Assim nasceu o KarXT.
Em ensaios clínicos, a pílula dois em um superou um placebo no alívio dos sintomas característicos da esquizofrenia 3 , 4 , sem o ganho de peso, sedação ou problemas de movimento que são comumente associados aos antipsicóticos existentes. Os efeitos colaterais do KarXT foram amplamente limitados a distúrbios intestinais, que tendiam a se resolver após uma ou duas semanas de uso diário.
Também houve fortes sinais de benefício cognitivo , com indicações preliminares 5 de que o KarXT também pode ajudar a mitigar sintomas como afeto embotado e falta de motivação . “É encorajador”, diz Stephen Marder, psiquiatra da Universidade da Califórnia, Los Angeles, sobre esses efeitos auxiliares. (Marder auxiliou em algumas das análises).

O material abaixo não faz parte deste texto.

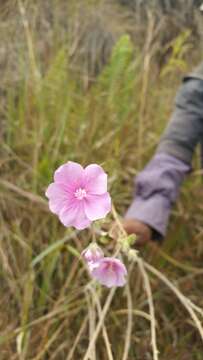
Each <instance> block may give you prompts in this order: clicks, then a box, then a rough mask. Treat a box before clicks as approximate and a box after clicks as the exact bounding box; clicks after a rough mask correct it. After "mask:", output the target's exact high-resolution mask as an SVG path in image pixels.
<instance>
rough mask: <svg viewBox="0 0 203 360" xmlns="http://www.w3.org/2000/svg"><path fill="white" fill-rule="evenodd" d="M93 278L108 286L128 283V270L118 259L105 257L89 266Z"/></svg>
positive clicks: (119, 260) (101, 283)
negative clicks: (127, 274)
mask: <svg viewBox="0 0 203 360" xmlns="http://www.w3.org/2000/svg"><path fill="white" fill-rule="evenodd" d="M89 270H90V274H91V276H92V277H93V278H95V279H96V280H97V281H99V282H100V283H101V284H102V285H105V286H107V287H109V288H110V287H113V286H123V285H125V283H126V275H127V270H126V267H125V265H124V264H123V263H122V262H121V261H120V260H118V259H115V258H111V257H103V258H102V259H100V260H99V261H97V262H96V263H94V266H93V267H90V268H89Z"/></svg>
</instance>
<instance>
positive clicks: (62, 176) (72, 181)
mask: <svg viewBox="0 0 203 360" xmlns="http://www.w3.org/2000/svg"><path fill="white" fill-rule="evenodd" d="M46 196H47V197H48V199H49V208H50V210H51V211H52V212H53V213H54V214H56V215H58V217H59V219H60V221H61V222H62V224H63V225H64V226H67V227H68V226H74V227H75V228H76V229H79V230H82V229H85V228H87V227H88V226H89V225H90V224H91V222H92V221H94V220H97V219H101V218H104V217H105V216H106V214H107V213H108V212H109V211H110V210H111V198H110V195H109V193H108V192H107V174H106V173H105V172H104V170H103V169H102V167H101V166H99V165H96V164H91V165H88V166H87V167H86V168H83V167H82V166H81V165H80V164H78V163H75V162H72V161H68V162H67V163H66V164H64V165H61V166H60V167H59V168H58V169H57V170H56V171H55V174H54V182H53V183H51V184H50V185H49V187H48V189H47V191H46Z"/></svg>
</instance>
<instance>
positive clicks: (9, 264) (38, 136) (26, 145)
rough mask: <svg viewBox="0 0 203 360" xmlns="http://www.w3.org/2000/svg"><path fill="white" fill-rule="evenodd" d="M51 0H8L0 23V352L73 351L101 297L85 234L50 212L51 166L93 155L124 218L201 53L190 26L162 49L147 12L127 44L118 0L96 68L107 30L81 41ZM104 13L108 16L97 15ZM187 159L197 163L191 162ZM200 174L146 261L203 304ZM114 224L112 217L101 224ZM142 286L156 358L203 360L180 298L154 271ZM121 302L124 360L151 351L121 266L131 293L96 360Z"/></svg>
mask: <svg viewBox="0 0 203 360" xmlns="http://www.w3.org/2000/svg"><path fill="white" fill-rule="evenodd" d="M50 4H51V5H50V7H49V6H48V3H46V2H43V3H42V2H40V1H39V2H36V4H34V3H33V4H26V3H25V4H24V3H23V2H22V1H19V2H18V3H17V4H12V6H11V5H10V3H9V2H8V5H6V7H5V8H4V9H5V13H6V16H5V17H3V18H2V19H3V20H2V49H4V50H5V49H6V51H7V52H9V54H10V56H11V57H12V59H10V61H8V62H6V63H5V62H4V63H2V64H1V69H2V70H1V72H2V74H3V73H4V77H2V83H3V85H4V89H3V90H4V91H3V90H2V94H1V108H0V114H1V121H2V134H1V139H2V146H1V163H0V166H1V179H0V191H1V192H0V206H1V214H0V224H1V235H0V279H1V289H0V293H1V300H0V314H1V315H0V328H1V335H0V348H1V353H0V354H1V355H0V359H2V360H4V359H9V360H10V359H32V360H37V359H69V360H70V359H82V358H83V356H84V354H85V352H86V350H87V347H88V343H89V337H91V336H93V334H92V332H91V331H93V332H94V326H96V325H95V323H96V322H97V320H98V318H99V316H100V315H101V314H100V312H101V311H102V310H101V309H102V306H103V303H104V302H105V299H106V297H107V296H108V292H107V290H105V289H103V288H102V289H99V288H98V289H97V292H96V295H95V294H94V296H97V295H98V294H99V302H98V301H96V300H95V303H92V295H91V291H92V289H91V288H90V289H89V288H87V287H86V284H87V282H88V275H87V274H86V271H85V268H84V266H83V264H82V263H81V261H80V259H79V257H78V256H79V254H80V252H81V250H82V249H83V248H84V247H85V246H86V245H87V244H88V242H89V241H90V239H91V236H92V234H91V232H89V231H83V232H81V233H77V232H74V231H73V230H72V229H64V228H63V226H62V225H60V224H59V222H58V220H57V219H56V218H55V217H54V216H53V215H51V214H50V213H49V211H48V208H47V203H46V200H45V198H44V191H45V189H46V187H47V185H48V184H49V182H50V181H51V179H52V174H53V172H54V170H55V169H56V168H57V166H58V165H59V164H62V163H64V162H66V161H68V160H74V161H78V162H80V163H81V164H83V165H86V164H88V163H91V162H96V163H99V164H102V166H104V168H105V170H106V171H107V172H108V174H109V190H110V192H111V195H112V198H113V201H114V203H115V206H116V208H117V211H118V212H119V214H120V215H123V214H124V212H125V210H126V209H127V206H128V205H129V204H130V201H131V199H132V188H133V176H134V175H136V174H137V172H138V171H139V170H140V169H141V168H142V166H144V164H145V163H146V162H147V161H148V160H149V159H150V157H151V156H152V154H153V151H154V149H155V147H156V144H157V142H158V140H159V136H160V134H161V132H162V130H163V128H164V126H165V124H166V122H167V120H168V118H169V115H170V112H171V109H172V103H173V98H174V96H175V92H176V89H177V86H178V84H179V83H180V79H181V77H182V75H183V74H184V72H186V71H188V70H189V69H190V68H191V67H192V64H193V63H195V62H196V61H197V60H198V59H199V58H200V54H199V51H198V50H196V49H195V47H194V45H193V44H194V42H193V39H194V37H193V33H192V30H191V29H190V31H188V30H186V29H185V28H183V29H182V30H181V31H180V32H179V33H178V34H175V37H174V38H173V40H172V41H171V39H170V40H169V41H168V42H167V43H166V44H165V47H164V49H162V50H163V52H161V51H160V47H159V44H160V43H159V40H160V38H162V36H161V35H160V36H159V31H161V30H160V27H159V26H160V23H159V22H158V23H157V22H156V21H155V20H156V19H155V18H154V17H153V14H151V15H149V18H148V20H146V21H147V22H146V27H147V29H148V30H147V31H146V32H145V34H144V35H142V36H143V38H142V39H141V38H139V39H136V37H134V36H131V37H130V36H129V33H131V31H129V32H127V30H126V29H130V28H131V30H132V33H133V28H132V23H131V19H129V20H128V19H127V20H126V18H124V20H123V21H124V22H123V23H122V21H121V16H120V13H119V12H118V9H120V8H118V6H117V5H116V7H115V8H114V7H113V10H112V9H111V11H112V12H114V10H115V11H116V15H115V16H116V20H115V19H114V25H112V27H113V26H114V27H115V29H114V28H113V29H112V28H111V30H110V29H108V31H109V32H110V33H111V31H112V33H111V34H112V37H111V41H110V43H109V38H108V40H107V42H108V46H107V48H108V51H107V54H109V53H111V55H110V57H108V58H106V59H105V61H103V62H101V64H100V65H99V67H98V66H97V65H98V63H97V61H98V57H95V58H94V55H95V52H94V49H96V48H97V47H99V46H100V45H102V46H103V45H104V43H105V44H106V42H105V40H104V38H102V39H103V40H102V41H104V43H103V42H101V43H99V44H98V43H96V45H95V43H94V37H93V38H91V40H90V43H89V42H84V41H83V39H84V38H85V39H86V35H85V34H86V32H84V33H82V34H81V37H80V36H79V38H78V32H77V31H76V30H74V29H77V26H78V27H79V28H80V23H78V19H80V21H81V20H82V17H81V15H80V14H81V9H80V7H79V9H78V8H77V6H75V5H74V6H73V5H72V4H71V6H69V5H70V4H68V5H67V4H66V3H65V2H64V3H63V2H61V3H60V2H50ZM102 4H103V3H102V2H101V3H100V6H103V5H102ZM87 5H88V4H87ZM88 6H90V7H89V8H88V7H87V9H86V11H87V13H88V14H90V12H91V11H93V12H94V11H95V4H94V2H89V5H88ZM105 6H107V5H105ZM90 8H91V11H90ZM104 9H105V7H104ZM108 9H109V8H108ZM121 9H122V8H121ZM70 11H72V14H74V16H75V17H74V19H75V23H74V21H73V23H72V24H71V26H69V24H68V23H66V21H67V19H68V15H69V13H70ZM96 11H97V7H96ZM3 14H4V12H3ZM78 14H79V15H78ZM102 14H103V16H104V17H105V16H106V15H105V11H104V12H103V13H102ZM7 18H8V19H9V20H10V25H8V22H7ZM11 20H12V21H11ZM88 21H90V19H89V20H88ZM102 21H103V20H102ZM102 21H101V24H103V22H102ZM128 21H129V22H128ZM104 23H105V22H104ZM94 26H96V24H95V23H94ZM5 29H6V31H5ZM122 29H123V30H122ZM96 30H97V28H95V31H96ZM104 30H106V29H104ZM125 30H126V31H125ZM4 31H5V32H4ZM74 31H76V33H74ZM85 31H86V30H85ZM59 34H60V36H59ZM74 34H75V35H74ZM139 34H140V33H139ZM50 38H51V40H50ZM11 39H12V46H11V44H10V41H11ZM97 39H100V37H98V38H97ZM136 40H137V41H136ZM161 41H162V40H161ZM84 43H85V44H91V46H92V48H91V47H90V48H91V49H93V50H91V51H89V50H88V51H87V53H84V52H83V53H82V55H81V54H79V55H78V52H79V51H80V50H81V49H82V46H84ZM142 43H143V44H144V46H143V45H142ZM94 46H95V48H94ZM111 48H112V49H111ZM4 50H2V51H4ZM110 50H111V51H110ZM7 52H6V53H5V60H6V59H7V55H6V54H7ZM160 53H161V59H162V60H163V61H161V65H160V61H159V59H160ZM191 53H193V56H191ZM99 54H100V55H99V56H101V54H102V51H100V52H99ZM77 55H78V56H77ZM86 55H88V58H87V57H86ZM84 56H85V57H84ZM89 56H92V57H91V63H92V62H93V63H94V64H97V65H95V67H93V69H94V70H95V69H96V71H92V68H91V67H89V66H86V65H85V66H84V67H83V65H84V64H83V61H84V59H86V60H87V61H89V60H88V59H89ZM95 56H96V55H95ZM2 61H3V60H2ZM88 64H89V63H88ZM90 70H91V71H90ZM195 166H196V168H197V170H198V157H197V160H196V163H195ZM199 179H200V177H199V175H198V172H195V173H194V174H193V175H191V178H190V180H188V182H187V183H186V185H185V187H184V188H183V191H182V196H181V200H180V202H179V203H178V204H177V206H176V208H175V210H174V213H173V218H172V221H171V226H170V229H169V233H168V236H167V239H166V242H165V245H164V248H163V252H161V253H160V251H158V250H156V249H145V250H144V251H143V257H144V258H145V259H147V261H148V262H151V263H152V264H153V265H154V266H155V267H156V268H158V269H160V270H161V271H162V272H164V273H165V275H166V276H168V277H169V278H172V279H174V280H176V284H177V285H178V287H180V289H181V290H182V291H183V292H184V293H185V294H186V295H187V296H188V298H190V299H191V300H192V301H194V302H195V303H196V304H198V305H199V306H202V305H203V304H202V296H201V295H202V281H201V274H202V269H201V265H202V254H203V248H202V206H201V200H200V196H201V193H202V190H200V186H201V182H200V180H199ZM111 220H112V218H111V217H110V216H109V218H108V219H107V224H110V223H111ZM96 230H97V233H98V234H99V238H100V242H101V244H102V243H104V244H105V245H106V248H107V252H109V253H111V251H112V249H113V247H114V244H113V243H112V241H110V239H109V237H108V236H107V235H106V233H105V232H104V231H103V224H102V223H101V222H98V223H97V224H96ZM145 285H146V286H148V284H147V283H145ZM151 288H152V289H151V291H152V293H153V300H154V304H155V313H156V319H157V331H158V347H159V350H160V353H161V357H160V358H161V359H163V360H165V359H166V360H169V359H172V358H173V359H180V358H181V359H187V356H188V348H190V352H189V357H188V359H197V360H198V359H201V356H202V355H201V354H202V343H201V340H200V339H199V337H198V333H197V330H196V328H195V326H193V325H194V324H193V322H191V319H190V318H189V317H188V315H187V314H186V313H185V311H184V309H183V308H182V307H180V305H179V303H178V302H177V299H176V297H171V295H170V296H169V293H168V290H167V289H166V287H165V286H164V285H161V284H160V283H159V281H158V280H157V279H156V278H152V279H151ZM147 289H148V290H149V288H148V287H147ZM129 291H130V293H129ZM129 294H130V295H129ZM148 294H149V292H148ZM100 302H101V304H100ZM131 303H132V309H133V312H132V316H133V319H132V336H131V342H130V350H129V355H128V359H144V358H146V359H152V355H151V345H150V341H151V339H150V326H149V320H150V317H149V315H148V314H147V309H148V307H147V306H148V305H147V297H146V295H145V293H144V292H143V291H142V288H141V276H140V274H139V272H138V271H137V268H134V269H133V270H131V276H130V281H129V289H128V290H126V292H125V291H123V290H122V289H119V290H117V296H116V297H114V298H113V300H112V305H111V308H110V310H109V312H108V315H107V316H106V318H105V327H103V328H102V332H101V335H100V336H99V338H98V340H97V343H96V350H95V351H96V354H97V355H96V357H95V358H96V359H97V358H98V359H107V353H106V348H105V346H106V345H105V346H104V344H106V343H108V341H109V342H110V344H111V349H112V356H113V358H115V359H122V356H123V349H124V347H125V345H124V344H126V319H127V317H128V312H129V304H131ZM100 307H101V309H100ZM98 309H100V310H98ZM98 314H100V315H98ZM89 318H91V321H92V323H91V324H89V323H88V322H89ZM94 321H95V323H94ZM91 329H93V330H91ZM102 334H103V335H102ZM105 334H106V335H105ZM103 339H104V340H103ZM108 339H109V340H108ZM191 344H193V348H192V350H191ZM107 348H108V347H107ZM92 354H93V355H92V359H94V352H93V353H92ZM108 356H110V355H109V353H108Z"/></svg>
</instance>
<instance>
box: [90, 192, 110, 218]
mask: <svg viewBox="0 0 203 360" xmlns="http://www.w3.org/2000/svg"><path fill="white" fill-rule="evenodd" d="M84 208H85V214H86V216H87V217H88V219H89V220H91V221H93V220H97V219H102V218H104V217H105V216H106V215H107V214H108V212H109V211H110V210H111V198H110V195H109V193H108V192H107V193H105V194H102V195H90V194H88V195H87V196H86V198H85V199H84Z"/></svg>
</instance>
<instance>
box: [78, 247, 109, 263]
mask: <svg viewBox="0 0 203 360" xmlns="http://www.w3.org/2000/svg"><path fill="white" fill-rule="evenodd" d="M81 255H82V256H83V258H84V259H85V260H86V262H87V263H88V264H89V263H95V262H97V261H98V260H100V259H102V258H103V257H104V253H103V251H102V249H101V248H100V247H99V246H98V245H97V244H96V243H91V244H90V245H89V246H88V247H87V248H86V249H85V250H83V252H82V254H81Z"/></svg>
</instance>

Mas esses efeitos precisam ser verificados em um “estudo focado”, diz ele.
Preço alto
O medicamento tem algumas deficiências. Por um lado, requer administração duas vezes ao dia, e estudos indicam que esquemas de dosagem mais frequentes estão ligados a maiores taxas de não adesão e descontinuação do tratamento em pessoas com esquizofrenia 6 . “Essa é uma grande limitação”, diz Nate Sutera, um farmacêutico psiquiátrico no Centro Médico da Universidade de Nebraska em Omaha — particularmente porque muitos antipsicóticos agora estão disponíveis como injetáveis de ação prolongada, exigindo apenas algumas doses anualmente.
O KarXT também vem com um preço previsto de aproximadamente US$ 20.000 por ano 7 , levantando preocupações entre economistas da saúde sobre sua relação custo-eficácia em comparação com alternativas. Apesar disso, a maioria dos analistas da indústria prevê uma forte demanda, com pico de vendas anuais projetadas em bilhões. Esse potencial levou a Bristol Myers Squibb (BMS) em Princeton, Nova Jersey, a adquirir o Karuna por aproximadamente US$ 14 bilhões este ano .
Outros fabricantes de medicamentos também estão vendo o valor de atingir receptores muscarínicos, buscando várias estratégias para melhorar o perfil do KarXT. Alguns estão desenvolvendo formulações com esquemas de dosagem mais convenientes. Outros estão focados em maior seletividade de alvos, visando projetar moléculas que ativem apenas receptores muscarínicos específicos — seja o receptor M1, ligado a benefícios cognitivos, ou o receptor M4, que sustenta efeitos antipsicóticos, mas não ambos, como o KarXT faz.
Um desses medicamentos candidatos, um agente seletivo M4 chamado emraclidina, parece oferecer efeitos antipsicóticos semelhantes aos do KarXT, com tolerabilidade melhorada, embora ofereça potencialmente menos benefícios cognitivos, de acordo com os primeiros testes clínicos 8 .
O ex-presidente-executivo da Karuna, Steven Paul, psiquiatra atualmente na Faculdade de Medicina da Universidade de Washington em St. Louis, Missouri, comemora a onda de inovação no direcionamento da sinalização muscarínica que a KarXT ajudou a desencadear — e ele está ansioso para descobrir as melhores maneiras de aproveitar essa estratégia terapêutica.
“Agora temos uma nova biologia e uma nova farmacologia para explorar”, ele diz. “Será divertido e cientificamente relevante — e, esperançosamente, clinicamente benéfico para os pacientes — descobrir.”